S04E13 – Blackjack – 14/20
S’il y a de très bons moments dans cet épisode réunissant plusieurs pièces du puzzle ensemble, il y a aussi des moments tellement gros qu’on se demande si les scénaristes n’ont pas trop abusé de la bière à la rédaction du scénario. Bref, j’adore une partie des personnages, j’adore certains moments (très bons cliffhangers), mais ça n’empêche pas que je m’endors devant une bonne moitié d’épisode et que je suis mort de rire devant la médiocrité d’un autre quart. Cela ne laisse pas grand-chose à la série finalement, mais je suis attaché malgré tout.
S04E14 – MM 54 – 17/20
Enfin ! Enfin un épisode où je n’ai pas trouvé que l’intrigue n’avançait pas et où je ne me suis pas ennuyé une seconde. Au contraire, même, j’ai trouvé qu’on avait un bon rythme tout le long, qu’on obtenait quelques réponses et l’action que j’attends d’un épisode d’une franchise autour de zombies. Les choses bougent et ça fait du bien, et comme j’adore toujours une partie des personnages, j’étais dedans.
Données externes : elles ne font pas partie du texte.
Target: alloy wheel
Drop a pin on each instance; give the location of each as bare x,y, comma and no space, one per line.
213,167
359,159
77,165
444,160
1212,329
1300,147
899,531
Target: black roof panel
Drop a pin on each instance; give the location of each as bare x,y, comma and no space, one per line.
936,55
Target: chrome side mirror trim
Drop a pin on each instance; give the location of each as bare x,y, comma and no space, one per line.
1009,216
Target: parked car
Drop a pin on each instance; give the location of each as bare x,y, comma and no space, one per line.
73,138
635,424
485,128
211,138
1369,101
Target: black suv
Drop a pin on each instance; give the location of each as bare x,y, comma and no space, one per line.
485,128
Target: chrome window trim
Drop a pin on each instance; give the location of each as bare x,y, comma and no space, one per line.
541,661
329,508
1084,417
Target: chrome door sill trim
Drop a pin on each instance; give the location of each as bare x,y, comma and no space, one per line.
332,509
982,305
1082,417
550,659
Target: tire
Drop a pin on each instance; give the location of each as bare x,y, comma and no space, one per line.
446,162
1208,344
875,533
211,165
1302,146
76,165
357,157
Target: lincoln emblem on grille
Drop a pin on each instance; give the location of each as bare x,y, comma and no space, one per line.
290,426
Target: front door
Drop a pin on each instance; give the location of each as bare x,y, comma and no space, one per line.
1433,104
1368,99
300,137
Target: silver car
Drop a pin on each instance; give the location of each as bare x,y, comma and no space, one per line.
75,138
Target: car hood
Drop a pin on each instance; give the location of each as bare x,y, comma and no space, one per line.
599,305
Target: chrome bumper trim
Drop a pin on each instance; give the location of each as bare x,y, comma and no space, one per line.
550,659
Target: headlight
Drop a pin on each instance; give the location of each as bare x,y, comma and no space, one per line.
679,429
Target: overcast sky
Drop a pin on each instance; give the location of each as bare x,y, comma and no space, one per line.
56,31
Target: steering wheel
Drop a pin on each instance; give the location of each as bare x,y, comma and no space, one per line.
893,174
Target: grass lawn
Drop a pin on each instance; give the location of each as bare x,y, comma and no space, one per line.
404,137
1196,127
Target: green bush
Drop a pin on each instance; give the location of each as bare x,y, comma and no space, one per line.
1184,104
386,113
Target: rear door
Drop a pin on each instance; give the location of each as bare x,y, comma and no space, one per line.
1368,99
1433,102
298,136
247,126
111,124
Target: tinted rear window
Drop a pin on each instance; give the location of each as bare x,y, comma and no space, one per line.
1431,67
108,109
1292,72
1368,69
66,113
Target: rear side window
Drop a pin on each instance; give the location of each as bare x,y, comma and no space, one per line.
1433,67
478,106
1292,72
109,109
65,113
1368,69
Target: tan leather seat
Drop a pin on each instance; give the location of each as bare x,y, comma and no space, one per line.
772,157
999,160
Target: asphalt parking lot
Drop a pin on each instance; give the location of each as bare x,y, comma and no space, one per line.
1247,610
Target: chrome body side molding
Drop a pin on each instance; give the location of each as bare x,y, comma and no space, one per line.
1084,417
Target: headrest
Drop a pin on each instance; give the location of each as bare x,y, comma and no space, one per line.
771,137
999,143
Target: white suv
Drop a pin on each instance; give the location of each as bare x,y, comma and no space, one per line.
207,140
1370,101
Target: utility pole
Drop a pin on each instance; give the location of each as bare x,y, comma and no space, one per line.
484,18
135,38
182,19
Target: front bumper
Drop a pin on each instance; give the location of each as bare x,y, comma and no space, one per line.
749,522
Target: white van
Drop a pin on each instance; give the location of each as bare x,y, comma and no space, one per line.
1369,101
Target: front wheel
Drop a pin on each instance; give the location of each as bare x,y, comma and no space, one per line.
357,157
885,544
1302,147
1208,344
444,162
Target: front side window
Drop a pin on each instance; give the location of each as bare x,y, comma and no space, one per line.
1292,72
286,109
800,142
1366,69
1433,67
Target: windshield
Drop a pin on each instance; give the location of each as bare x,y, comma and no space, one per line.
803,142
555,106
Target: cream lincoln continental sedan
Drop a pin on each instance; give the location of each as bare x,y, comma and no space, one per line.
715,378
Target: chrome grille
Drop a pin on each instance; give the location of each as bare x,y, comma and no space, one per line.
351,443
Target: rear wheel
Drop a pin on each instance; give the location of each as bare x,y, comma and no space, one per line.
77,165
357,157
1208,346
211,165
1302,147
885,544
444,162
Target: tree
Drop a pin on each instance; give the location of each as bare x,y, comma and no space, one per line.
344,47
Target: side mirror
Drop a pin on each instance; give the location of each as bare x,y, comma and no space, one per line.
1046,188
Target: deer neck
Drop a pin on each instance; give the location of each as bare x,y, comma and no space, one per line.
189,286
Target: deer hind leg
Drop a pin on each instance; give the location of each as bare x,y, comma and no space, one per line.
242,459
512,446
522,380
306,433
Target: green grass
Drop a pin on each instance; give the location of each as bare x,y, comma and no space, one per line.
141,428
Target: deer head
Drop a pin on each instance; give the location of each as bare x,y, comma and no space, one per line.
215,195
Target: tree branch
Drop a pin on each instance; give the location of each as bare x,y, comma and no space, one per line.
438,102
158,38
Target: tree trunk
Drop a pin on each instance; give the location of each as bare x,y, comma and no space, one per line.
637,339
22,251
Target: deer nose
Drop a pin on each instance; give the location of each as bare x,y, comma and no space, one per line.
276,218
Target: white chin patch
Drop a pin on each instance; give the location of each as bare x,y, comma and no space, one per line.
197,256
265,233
S04E15 – I Lose People… – 20/20
D’un extrême à l’autre dans ma notation, je sais, mais cette saison finit par me prouver qu’elle a réussi ce qu’elle voulait : me faire m’intéresser à tous ses personnages, même les nouveaux, même la cinglée qui leur sert de méchante. Il y avait tout dans cet épisode, et surtout mon propre stress : on arrive en fin de saison et on sait qu’ils n’ont aucune timidité à tuer les personnages, alors bon, je ne sais pas, j’ai retrouvé la crainte d’en voir certains y passer.
S04E16 – …I Lose Myself – 16/20
J’espérais que ça finisse sur un grand épisode comme celui de la semaine dernière, mais finalement, malgré un très bon suspens et de bons rebondissements, cette fin de saison n’a pas réussi à prendre autant que je l’espérais sur moi. Après une telle saison, il était dur de conclure de manière purement satisfaisante, et pourtant, j’ai l’impression qu’ils ont réussi à mener jusqu’au bout leur saison. La fin est assez naturelle et laisse l’espoir que la série parviendra à rester au-dessus sur la médiocrité ambiante de la franchise. On verra bien.